What you need to know

It is important for you to know your rights when it comes to personal information. Your student record is comprised of personal, academic, and financial records. Access is limited to you and MIT officials who have a legitimate educational interest. In addition, the Family Educational Rights and Privacy Act of 1974 (FERPA) gives you some control over the disclosure of certain pieces of personally identifiable information in your academic record.

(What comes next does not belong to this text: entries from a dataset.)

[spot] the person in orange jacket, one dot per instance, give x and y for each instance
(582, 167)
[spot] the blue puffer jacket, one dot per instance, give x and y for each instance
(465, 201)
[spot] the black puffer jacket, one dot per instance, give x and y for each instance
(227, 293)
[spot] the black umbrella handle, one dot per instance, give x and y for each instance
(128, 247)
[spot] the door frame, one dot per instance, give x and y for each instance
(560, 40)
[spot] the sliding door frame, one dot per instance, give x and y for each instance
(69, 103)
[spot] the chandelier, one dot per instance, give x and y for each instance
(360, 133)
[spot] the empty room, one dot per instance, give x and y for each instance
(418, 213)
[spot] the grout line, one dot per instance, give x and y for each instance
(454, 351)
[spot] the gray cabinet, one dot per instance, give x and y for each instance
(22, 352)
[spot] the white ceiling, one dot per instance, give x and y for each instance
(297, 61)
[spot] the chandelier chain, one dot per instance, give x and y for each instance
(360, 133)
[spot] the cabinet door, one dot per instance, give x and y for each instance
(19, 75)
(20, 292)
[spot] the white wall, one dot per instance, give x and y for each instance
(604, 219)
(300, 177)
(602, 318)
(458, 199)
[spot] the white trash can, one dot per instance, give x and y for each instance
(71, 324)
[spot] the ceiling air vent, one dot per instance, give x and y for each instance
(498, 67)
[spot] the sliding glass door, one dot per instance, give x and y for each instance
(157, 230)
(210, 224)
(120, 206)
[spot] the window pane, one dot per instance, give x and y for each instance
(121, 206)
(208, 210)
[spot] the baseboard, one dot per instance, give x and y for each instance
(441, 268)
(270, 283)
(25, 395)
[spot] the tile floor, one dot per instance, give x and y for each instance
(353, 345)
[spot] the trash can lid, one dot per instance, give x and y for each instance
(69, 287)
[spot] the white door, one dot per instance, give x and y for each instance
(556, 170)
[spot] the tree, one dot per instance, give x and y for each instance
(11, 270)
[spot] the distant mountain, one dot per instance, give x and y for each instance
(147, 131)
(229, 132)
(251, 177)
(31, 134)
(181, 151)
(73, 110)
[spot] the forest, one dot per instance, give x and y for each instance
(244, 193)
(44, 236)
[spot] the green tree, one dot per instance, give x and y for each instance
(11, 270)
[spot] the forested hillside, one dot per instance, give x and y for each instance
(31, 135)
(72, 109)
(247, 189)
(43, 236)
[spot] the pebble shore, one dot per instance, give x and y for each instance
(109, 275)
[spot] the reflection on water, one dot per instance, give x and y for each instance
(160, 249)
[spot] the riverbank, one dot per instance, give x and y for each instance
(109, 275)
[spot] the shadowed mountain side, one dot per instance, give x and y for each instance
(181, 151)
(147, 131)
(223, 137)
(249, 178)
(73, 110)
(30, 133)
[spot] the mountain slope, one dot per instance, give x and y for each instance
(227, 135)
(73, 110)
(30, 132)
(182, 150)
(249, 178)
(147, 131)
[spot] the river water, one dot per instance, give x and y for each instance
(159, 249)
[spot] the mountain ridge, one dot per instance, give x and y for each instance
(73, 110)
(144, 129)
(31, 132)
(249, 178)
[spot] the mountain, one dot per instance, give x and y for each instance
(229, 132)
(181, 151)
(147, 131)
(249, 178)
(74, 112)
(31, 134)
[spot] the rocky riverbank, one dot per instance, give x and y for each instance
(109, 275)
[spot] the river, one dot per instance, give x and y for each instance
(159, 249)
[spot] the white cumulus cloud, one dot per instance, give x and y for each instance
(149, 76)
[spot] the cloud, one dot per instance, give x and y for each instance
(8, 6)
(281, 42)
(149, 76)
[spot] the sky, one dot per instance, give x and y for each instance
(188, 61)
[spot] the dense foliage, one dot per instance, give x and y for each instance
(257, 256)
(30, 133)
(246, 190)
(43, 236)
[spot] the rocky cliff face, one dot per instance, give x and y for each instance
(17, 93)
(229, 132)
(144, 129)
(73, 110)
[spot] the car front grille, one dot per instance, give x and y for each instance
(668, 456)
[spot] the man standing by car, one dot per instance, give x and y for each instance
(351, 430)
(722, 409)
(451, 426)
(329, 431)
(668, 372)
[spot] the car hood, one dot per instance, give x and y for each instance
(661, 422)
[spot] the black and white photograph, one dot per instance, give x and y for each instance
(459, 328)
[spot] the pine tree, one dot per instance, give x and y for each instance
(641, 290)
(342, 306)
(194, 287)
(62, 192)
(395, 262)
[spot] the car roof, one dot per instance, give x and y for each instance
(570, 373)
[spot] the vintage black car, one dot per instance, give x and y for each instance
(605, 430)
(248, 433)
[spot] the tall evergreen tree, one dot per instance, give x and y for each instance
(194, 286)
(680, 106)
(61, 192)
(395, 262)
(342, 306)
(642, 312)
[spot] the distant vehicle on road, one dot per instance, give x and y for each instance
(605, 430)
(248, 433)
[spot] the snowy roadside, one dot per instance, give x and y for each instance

Your personal record includes

  • Your legal name
  • Your social security number
  • Your date of birth
  • Your term and home address and phone
  • Your email address

Your academic record includes

  • Your Internal Grade Report, including subjects and grades for prior terms
  • Your GIR audit based on subjects completed
  • Your subject registration for the current term, including projected GIR audit based on current and completed subjects, and any applied transfer credit
  • During pre-registration — the list of subjects you selected for the upcoming term
  • Between pre-registration and the beginning of classes — your class schedule for the fall and spring semesters

About your financial record


What you can access

  • Your personal information in MIT’s people directory
  • Your personal and academic records on WebSIS
  • Your financial records, maintained by SFS

What other people can access

  • Anyone can access MIT’s online people directory.
  • Your faculty advisor and department administrator can view your academic record.
  • First-year students and undesignated sophomores — the Office of the First Year can view and print your academic record.
  • Class lists and prerequisite reports — available to instructors and department administrators — include your email and address information.

What you can’t access

  • Unless otherwise permitted or required by law, you may only inspect, review, or be informed of information directly related to yourself.
  • You cannot access confidential letters of recommendation, faculty and staff records that are restricted to their personal use, parents’ financial records, and records that contain information on other students.